Ken Loach’s Jimmy’s Hall

Film review

Ken Loach’s Jimmy’s Hall

Niall Mulholland

Dramatic, inspiring and full of life, ‘Jimmy’s Hall’, based on the true story of left-wing worker-activist Jimmy Gralton, is in many ways director Ken Loach’s sequel to his outstanding ‘The Wind That Shakes the Barley’.

This depicted brothers torn apart during tumultuous events in Ireland from 1918 to 1922 – the struggle for Irish independence, civil war and partition. Jimmy’s Hall is set in the aftermath, when victorious reactionary forces changed the country’s flag but maintained capitalist property relations and class exploitation.

Jimmy (played brilliantly by Barry Ward) leaves behind Depression-era America to return to his native County Leitrim to help his mother run the family farm. Soon he is urged by young people to reopen the ‘Pearse-Connolly’ dance hall built by him and other activists on Gralton family land and named after two executed 1916 Easter Rising leaders (Pearse, a radical nationalist, and Connolly, the Marxist thinker and workers’ leader).

Conflict

Jimmy is reluctant to do so because ten years previously it led to conflict with the local Catholic Church hierarchy, big landowners and reactionary forces of the new Irish Free State – told in dramatic flashbacks – and ended with his expulsion from Ireland at gunpoint. But Jimmy relents after visiting the derelict Hall, inspired by a dusty copy of James Connolly’s classic Labour in Irish History and memories of the Hall in its prime.

The reopened Hall is quickly a success; a free venue for music and dancing (Irish and Jazz), boxing, singing lessons, poetry and art classes. It also hosts discussions about workers’ rights (Jimmy Gralton was an activist in the Revolutionary Workers’ Group, a forerunner of the Communist Party of Ireland).

Running through the film is Jimmy’s rekindled passion with another organiser, Oonagh, the girlfriend he was forced to leave behind ten years previously and who is now married with children.The Hall’s re-opening soon earns the ire of Jimmy’s old adversaries in the local establishment, led by Father Sheridan.

Threats

They regard the Hall as a dangerous subversive challenge to authority. From the pulpit, Father Sheridan lambasts Jimmy’s “atheistic” teachings and names and shames those who attend the Hall.
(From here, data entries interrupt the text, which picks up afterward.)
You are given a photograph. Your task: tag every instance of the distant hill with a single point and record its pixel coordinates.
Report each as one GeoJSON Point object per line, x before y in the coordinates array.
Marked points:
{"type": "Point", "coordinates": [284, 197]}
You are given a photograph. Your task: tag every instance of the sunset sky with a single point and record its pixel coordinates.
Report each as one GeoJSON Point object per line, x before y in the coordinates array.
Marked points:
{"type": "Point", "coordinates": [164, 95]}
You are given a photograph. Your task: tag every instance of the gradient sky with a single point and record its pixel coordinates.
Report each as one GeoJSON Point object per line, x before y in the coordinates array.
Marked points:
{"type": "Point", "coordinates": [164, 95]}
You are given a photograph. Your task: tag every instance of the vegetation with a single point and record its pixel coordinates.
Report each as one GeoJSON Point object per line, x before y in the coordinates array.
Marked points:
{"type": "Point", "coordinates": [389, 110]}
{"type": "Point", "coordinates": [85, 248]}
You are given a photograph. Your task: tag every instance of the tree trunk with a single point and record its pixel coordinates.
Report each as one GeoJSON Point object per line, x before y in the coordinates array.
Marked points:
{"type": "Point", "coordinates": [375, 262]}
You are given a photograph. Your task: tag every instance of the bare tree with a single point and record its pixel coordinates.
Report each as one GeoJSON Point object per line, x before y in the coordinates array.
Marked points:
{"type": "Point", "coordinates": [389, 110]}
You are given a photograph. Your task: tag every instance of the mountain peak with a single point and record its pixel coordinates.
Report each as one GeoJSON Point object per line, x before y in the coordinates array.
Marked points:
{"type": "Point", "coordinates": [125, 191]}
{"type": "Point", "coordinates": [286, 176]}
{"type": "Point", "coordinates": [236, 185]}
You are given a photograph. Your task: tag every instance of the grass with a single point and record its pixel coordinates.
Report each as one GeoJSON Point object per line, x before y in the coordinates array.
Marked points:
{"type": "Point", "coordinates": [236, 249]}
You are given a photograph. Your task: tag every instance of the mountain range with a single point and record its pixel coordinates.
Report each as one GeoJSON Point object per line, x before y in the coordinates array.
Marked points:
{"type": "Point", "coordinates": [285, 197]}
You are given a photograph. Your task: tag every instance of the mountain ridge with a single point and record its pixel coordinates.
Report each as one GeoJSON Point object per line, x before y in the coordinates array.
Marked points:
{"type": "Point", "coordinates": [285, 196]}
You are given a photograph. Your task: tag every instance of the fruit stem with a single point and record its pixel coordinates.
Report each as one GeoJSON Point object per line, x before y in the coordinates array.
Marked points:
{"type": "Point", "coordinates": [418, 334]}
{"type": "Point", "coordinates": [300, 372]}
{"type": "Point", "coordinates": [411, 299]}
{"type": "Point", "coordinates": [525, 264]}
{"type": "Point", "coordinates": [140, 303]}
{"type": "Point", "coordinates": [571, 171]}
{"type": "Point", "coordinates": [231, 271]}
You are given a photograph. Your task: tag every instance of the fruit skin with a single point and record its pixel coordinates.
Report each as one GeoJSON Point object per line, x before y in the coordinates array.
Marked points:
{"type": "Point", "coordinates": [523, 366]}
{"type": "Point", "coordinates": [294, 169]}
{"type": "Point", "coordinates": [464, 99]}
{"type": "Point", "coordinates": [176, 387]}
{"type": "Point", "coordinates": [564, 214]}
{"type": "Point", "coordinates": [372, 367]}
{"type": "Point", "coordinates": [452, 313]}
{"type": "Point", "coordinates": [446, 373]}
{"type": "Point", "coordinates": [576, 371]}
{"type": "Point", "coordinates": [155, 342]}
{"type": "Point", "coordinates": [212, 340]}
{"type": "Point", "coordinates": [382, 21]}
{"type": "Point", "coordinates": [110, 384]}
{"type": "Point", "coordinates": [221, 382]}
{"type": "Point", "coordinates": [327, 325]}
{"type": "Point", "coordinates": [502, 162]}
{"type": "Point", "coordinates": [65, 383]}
Shop owners are threatened with a boycott if their children keep attending Gralton’s classes.

Jim Norton, who plays Father Sheridan, presents a complex character; he compares Jimmy’s convictions to the early Christians but is determined to smother the potential attraction of Marxist ideas to the poor and hungry.
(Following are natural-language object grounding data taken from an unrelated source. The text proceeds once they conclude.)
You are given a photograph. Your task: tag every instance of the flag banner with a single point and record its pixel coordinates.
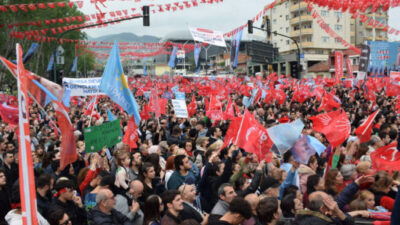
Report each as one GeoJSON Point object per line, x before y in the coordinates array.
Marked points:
{"type": "Point", "coordinates": [364, 131]}
{"type": "Point", "coordinates": [9, 113]}
{"type": "Point", "coordinates": [285, 135]}
{"type": "Point", "coordinates": [180, 108]}
{"type": "Point", "coordinates": [83, 86]}
{"type": "Point", "coordinates": [38, 87]}
{"type": "Point", "coordinates": [197, 50]}
{"type": "Point", "coordinates": [334, 125]}
{"type": "Point", "coordinates": [114, 84]}
{"type": "Point", "coordinates": [68, 152]}
{"type": "Point", "coordinates": [302, 150]}
{"type": "Point", "coordinates": [172, 58]}
{"type": "Point", "coordinates": [131, 134]}
{"type": "Point", "coordinates": [349, 67]}
{"type": "Point", "coordinates": [208, 36]}
{"type": "Point", "coordinates": [338, 66]}
{"type": "Point", "coordinates": [235, 48]}
{"type": "Point", "coordinates": [386, 158]}
{"type": "Point", "coordinates": [27, 180]}
{"type": "Point", "coordinates": [105, 135]}
{"type": "Point", "coordinates": [74, 64]}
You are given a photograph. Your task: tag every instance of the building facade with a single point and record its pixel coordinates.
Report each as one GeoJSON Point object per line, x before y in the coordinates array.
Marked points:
{"type": "Point", "coordinates": [292, 18]}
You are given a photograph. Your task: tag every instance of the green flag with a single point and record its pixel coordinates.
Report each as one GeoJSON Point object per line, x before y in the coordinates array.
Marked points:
{"type": "Point", "coordinates": [105, 135]}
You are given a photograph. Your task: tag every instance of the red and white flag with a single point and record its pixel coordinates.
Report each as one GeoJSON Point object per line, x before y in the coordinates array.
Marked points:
{"type": "Point", "coordinates": [364, 131]}
{"type": "Point", "coordinates": [386, 158]}
{"type": "Point", "coordinates": [26, 177]}
{"type": "Point", "coordinates": [131, 134]}
{"type": "Point", "coordinates": [334, 125]}
{"type": "Point", "coordinates": [68, 152]}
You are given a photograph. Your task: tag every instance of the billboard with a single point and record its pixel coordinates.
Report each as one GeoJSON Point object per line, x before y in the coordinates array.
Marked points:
{"type": "Point", "coordinates": [383, 56]}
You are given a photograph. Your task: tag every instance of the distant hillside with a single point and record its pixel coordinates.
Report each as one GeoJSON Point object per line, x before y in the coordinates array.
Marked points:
{"type": "Point", "coordinates": [126, 37]}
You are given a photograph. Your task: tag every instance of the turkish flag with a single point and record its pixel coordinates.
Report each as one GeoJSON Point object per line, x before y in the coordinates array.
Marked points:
{"type": "Point", "coordinates": [9, 114]}
{"type": "Point", "coordinates": [68, 152]}
{"type": "Point", "coordinates": [334, 125]}
{"type": "Point", "coordinates": [192, 107]}
{"type": "Point", "coordinates": [363, 132]}
{"type": "Point", "coordinates": [329, 102]}
{"type": "Point", "coordinates": [131, 134]}
{"type": "Point", "coordinates": [386, 158]}
{"type": "Point", "coordinates": [253, 136]}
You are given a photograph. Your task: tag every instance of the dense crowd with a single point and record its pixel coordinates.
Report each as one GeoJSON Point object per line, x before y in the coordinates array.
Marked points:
{"type": "Point", "coordinates": [180, 174]}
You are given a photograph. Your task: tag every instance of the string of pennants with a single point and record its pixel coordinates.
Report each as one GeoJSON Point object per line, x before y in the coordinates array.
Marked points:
{"type": "Point", "coordinates": [34, 6]}
{"type": "Point", "coordinates": [357, 6]}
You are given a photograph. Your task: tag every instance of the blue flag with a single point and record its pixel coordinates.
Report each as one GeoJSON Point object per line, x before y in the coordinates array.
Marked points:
{"type": "Point", "coordinates": [235, 48]}
{"type": "Point", "coordinates": [75, 64]}
{"type": "Point", "coordinates": [144, 66]}
{"type": "Point", "coordinates": [110, 116]}
{"type": "Point", "coordinates": [115, 85]}
{"type": "Point", "coordinates": [171, 62]}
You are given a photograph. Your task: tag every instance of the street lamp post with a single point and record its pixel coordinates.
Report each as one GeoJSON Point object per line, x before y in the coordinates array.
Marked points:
{"type": "Point", "coordinates": [146, 22]}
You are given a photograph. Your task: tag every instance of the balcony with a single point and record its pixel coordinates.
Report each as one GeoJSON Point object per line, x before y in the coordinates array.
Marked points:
{"type": "Point", "coordinates": [304, 18]}
{"type": "Point", "coordinates": [304, 44]}
{"type": "Point", "coordinates": [295, 33]}
{"type": "Point", "coordinates": [296, 6]}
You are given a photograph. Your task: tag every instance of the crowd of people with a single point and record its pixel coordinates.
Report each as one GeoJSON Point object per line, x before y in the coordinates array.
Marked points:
{"type": "Point", "coordinates": [179, 174]}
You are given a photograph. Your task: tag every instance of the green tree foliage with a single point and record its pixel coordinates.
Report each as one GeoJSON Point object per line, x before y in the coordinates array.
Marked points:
{"type": "Point", "coordinates": [38, 64]}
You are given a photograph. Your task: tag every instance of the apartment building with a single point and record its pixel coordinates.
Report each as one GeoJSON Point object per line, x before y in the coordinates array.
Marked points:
{"type": "Point", "coordinates": [291, 18]}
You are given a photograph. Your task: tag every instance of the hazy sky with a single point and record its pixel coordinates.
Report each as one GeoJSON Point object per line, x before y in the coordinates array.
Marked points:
{"type": "Point", "coordinates": [223, 16]}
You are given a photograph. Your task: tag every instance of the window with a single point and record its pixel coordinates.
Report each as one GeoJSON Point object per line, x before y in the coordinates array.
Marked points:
{"type": "Point", "coordinates": [338, 27]}
{"type": "Point", "coordinates": [324, 13]}
{"type": "Point", "coordinates": [338, 14]}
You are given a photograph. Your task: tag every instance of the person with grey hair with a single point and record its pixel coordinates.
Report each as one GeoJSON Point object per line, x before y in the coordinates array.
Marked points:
{"type": "Point", "coordinates": [226, 194]}
{"type": "Point", "coordinates": [104, 212]}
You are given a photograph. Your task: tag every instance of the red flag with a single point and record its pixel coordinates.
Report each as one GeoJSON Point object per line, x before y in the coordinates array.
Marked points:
{"type": "Point", "coordinates": [252, 136]}
{"type": "Point", "coordinates": [329, 102]}
{"type": "Point", "coordinates": [386, 158]}
{"type": "Point", "coordinates": [27, 180]}
{"type": "Point", "coordinates": [131, 135]}
{"type": "Point", "coordinates": [68, 152]}
{"type": "Point", "coordinates": [9, 114]}
{"type": "Point", "coordinates": [363, 132]}
{"type": "Point", "coordinates": [192, 107]}
{"type": "Point", "coordinates": [334, 125]}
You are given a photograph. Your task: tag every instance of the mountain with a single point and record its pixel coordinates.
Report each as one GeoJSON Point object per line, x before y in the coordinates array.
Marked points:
{"type": "Point", "coordinates": [126, 37]}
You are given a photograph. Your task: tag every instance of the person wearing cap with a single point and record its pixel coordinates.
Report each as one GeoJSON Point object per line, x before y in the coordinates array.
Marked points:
{"type": "Point", "coordinates": [66, 199]}
{"type": "Point", "coordinates": [201, 147]}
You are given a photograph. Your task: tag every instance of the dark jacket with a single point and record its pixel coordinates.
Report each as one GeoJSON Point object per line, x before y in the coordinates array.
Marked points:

The Hall’s success leads to Jimmy being asked to campaign on behalf of a tenant farmer evicted by a big landlord. This provokes a robust round-table debate amongst Hall activists: are the recovering forces of the Left and radical nationalism strong enough to take on the establishment?

In the end, the landlord’s thugs are physically faced down and the evicted family returned to their home. Jimmy makes a rousing speech, paraphrasing James Connolly and with allusions to today’s inequalities.

Optimism

Inevitably the forces of reaction take revenge against the Hall and Jimmy. They fear the example of Catholic and Protestant workers’ unity in the Northern statelet (the 1932 Outdoor Relief Strike in Belfast) will spread South. Éamon de Valera’s government issues a deportation order against the “alien” Jimmy Gralton. Jimmy is forced to go on the run, while unions mounted a nationwide campaign in his defence.

In the end, the forces of reaction do prove too strong for Jimmy and his comrades. There are some minor flaws in the film (some dialogue is a bit wooden and too modern – the Hall as a “safe space”?) but overall Jimmy’s Hall is another Loach triumph; humane, moving and bursting with optimism, showing the irrepressible capacity of working people to recover even from terrible defeat and to strive for self-emancipation.